When he came to Denver, Stewart’s knowledge of blacks in the west had been shaped by his childhood memories. When he was a child, Stewart said he always had to be an Indian when his group of friends played “Cowboys and Indians,” and at the time he says he never could understand why.

“When it was my turn to be a cowboy my friends would say, everybody knows there’s no such thing as a black cowboy,” Stewart said. “So I just thought that was the way things were out west. It wasn’t until I came to Denver as an adult that I came face to face with a real-life black cowboy.”

That happened while walking thru downtown with his cousin, a long-time state legislator, who told him about ranchers and farmers of color who lived all over the west. The sighting inspired Paul to change his story, and he did that, in part, by documenting history.

When older members of the black community began bringing Stewart western items from their basements, which used to belong to relatives who had passed on, his barber shop began to look like a museum. People would pass by just to see the crumpled boots, the worn chaps and old cowboy hats. By the 70’s, Stewart’s collection had grown too big for the shop, so he began working on getting a place to show off his evidence that blacks were in the old west.

“When I heard they were going to tear down the house which was owned by Dr. Justina Ford, a Black doctor who delivered thousands babies in Denver, I knew that would be a perfect fit for all the memorabilia I had collected,” Stewart said.

A massive community effort allowed that to happen and the rest is history. The museum, dubbed the Black American West Museum, was moved to Downing and California, at the end of the Welton Street light rail, where it remains.

Stewart continued to present lectures from time to time after the museum was founded, and schools still send students to visit that museum.

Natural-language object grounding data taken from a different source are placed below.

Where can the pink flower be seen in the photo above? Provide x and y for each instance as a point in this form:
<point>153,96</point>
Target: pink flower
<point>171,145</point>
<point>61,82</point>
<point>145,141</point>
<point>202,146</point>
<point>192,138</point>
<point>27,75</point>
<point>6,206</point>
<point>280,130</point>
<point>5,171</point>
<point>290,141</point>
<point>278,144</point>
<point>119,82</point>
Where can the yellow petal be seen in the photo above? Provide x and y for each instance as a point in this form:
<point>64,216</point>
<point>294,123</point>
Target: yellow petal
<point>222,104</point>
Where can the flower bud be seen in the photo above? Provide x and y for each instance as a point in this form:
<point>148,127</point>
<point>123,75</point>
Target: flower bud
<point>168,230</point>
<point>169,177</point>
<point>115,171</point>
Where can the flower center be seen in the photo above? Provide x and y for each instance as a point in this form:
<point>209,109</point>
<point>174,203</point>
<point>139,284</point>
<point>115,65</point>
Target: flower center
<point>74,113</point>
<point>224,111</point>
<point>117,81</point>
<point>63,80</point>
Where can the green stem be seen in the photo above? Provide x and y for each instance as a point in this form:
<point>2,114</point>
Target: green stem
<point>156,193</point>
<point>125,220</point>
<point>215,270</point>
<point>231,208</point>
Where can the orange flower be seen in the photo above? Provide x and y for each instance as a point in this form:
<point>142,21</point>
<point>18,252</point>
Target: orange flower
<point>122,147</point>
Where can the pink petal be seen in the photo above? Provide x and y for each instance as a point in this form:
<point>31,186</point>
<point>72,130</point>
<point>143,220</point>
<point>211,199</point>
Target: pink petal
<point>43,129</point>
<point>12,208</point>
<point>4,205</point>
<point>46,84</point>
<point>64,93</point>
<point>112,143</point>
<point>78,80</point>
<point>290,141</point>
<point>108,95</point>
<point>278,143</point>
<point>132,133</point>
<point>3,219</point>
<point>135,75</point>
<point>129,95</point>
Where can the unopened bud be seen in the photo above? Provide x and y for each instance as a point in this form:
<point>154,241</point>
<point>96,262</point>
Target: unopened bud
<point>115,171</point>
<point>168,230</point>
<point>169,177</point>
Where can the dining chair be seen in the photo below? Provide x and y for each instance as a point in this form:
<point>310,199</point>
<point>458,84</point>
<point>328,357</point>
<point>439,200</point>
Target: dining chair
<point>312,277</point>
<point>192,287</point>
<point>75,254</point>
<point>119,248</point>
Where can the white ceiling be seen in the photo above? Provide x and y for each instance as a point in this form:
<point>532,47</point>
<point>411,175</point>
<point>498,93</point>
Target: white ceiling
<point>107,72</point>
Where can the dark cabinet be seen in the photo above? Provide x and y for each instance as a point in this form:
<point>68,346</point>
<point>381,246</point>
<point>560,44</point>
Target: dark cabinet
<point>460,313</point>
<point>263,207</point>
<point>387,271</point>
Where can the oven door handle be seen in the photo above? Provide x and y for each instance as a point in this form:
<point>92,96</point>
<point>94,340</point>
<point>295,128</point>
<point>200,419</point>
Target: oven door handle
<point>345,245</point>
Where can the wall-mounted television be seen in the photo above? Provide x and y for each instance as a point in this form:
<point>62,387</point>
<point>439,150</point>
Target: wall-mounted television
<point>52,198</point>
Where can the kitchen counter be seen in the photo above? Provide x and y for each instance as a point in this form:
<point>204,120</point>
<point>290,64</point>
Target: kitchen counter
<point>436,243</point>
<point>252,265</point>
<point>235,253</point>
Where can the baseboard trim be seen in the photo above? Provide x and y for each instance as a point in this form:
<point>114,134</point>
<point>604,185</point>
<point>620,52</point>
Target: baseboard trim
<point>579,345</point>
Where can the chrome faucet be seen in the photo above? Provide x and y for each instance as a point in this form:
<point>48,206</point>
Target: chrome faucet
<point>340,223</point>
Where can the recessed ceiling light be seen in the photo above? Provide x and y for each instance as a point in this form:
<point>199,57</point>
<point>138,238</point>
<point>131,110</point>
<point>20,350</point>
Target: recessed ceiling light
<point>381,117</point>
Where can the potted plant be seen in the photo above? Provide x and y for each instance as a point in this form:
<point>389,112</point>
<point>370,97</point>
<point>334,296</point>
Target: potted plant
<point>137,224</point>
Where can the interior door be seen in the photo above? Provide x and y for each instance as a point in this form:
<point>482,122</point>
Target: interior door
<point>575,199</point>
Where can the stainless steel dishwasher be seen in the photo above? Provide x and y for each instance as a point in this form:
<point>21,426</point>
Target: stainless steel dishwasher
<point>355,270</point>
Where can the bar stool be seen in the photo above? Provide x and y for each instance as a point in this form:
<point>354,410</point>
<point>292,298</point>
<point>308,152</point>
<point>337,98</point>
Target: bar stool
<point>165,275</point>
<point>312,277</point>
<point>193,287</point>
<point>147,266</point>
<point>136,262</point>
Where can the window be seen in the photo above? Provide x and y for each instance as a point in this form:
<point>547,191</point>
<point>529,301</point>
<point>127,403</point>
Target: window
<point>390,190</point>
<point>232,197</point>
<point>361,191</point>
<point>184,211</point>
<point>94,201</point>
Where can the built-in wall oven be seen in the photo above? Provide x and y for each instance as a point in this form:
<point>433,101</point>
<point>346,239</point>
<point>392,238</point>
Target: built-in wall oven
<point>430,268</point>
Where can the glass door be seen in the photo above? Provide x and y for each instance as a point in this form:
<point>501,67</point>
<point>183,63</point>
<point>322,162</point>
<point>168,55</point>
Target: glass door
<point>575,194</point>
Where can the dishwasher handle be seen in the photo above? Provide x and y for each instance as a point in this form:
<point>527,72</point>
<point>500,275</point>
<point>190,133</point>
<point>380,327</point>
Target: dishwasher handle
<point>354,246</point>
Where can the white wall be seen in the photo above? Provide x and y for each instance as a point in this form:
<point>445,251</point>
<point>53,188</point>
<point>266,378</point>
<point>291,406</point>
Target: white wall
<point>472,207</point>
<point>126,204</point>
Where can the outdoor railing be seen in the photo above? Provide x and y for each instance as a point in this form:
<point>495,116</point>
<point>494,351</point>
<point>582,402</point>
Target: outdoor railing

But the one thing that always seemed to trouble Stewart was that more visitors of his visitors came from Europe and the Far East than came from Colorado.

“It seems people from out the USA are more interested in the truth about the old west than Americans are, and that is so troubling,” Stewart said. “If more Americans knew the truth about blacks and the west they would have a better understanding about us all being very much alike.”

Leaving our interview with him in February 2013 with “cowboy handshake,” Stewart explained where he thought the term cowboy came from.

“Because blacks were always called boy, when whites would ask slaves to get the horses or get the mules or round up the cows the term boy was always attached to the order,” Stewart said. “So boy get the cows soon turned into hey cowboy get the cattle in the barn.”

From black miners to railroad workers to the Buffalo Soldiers, their worth in the west is on display at the BAW Museum right here in Denver — the same place Paul Stewart’s spirit will live on.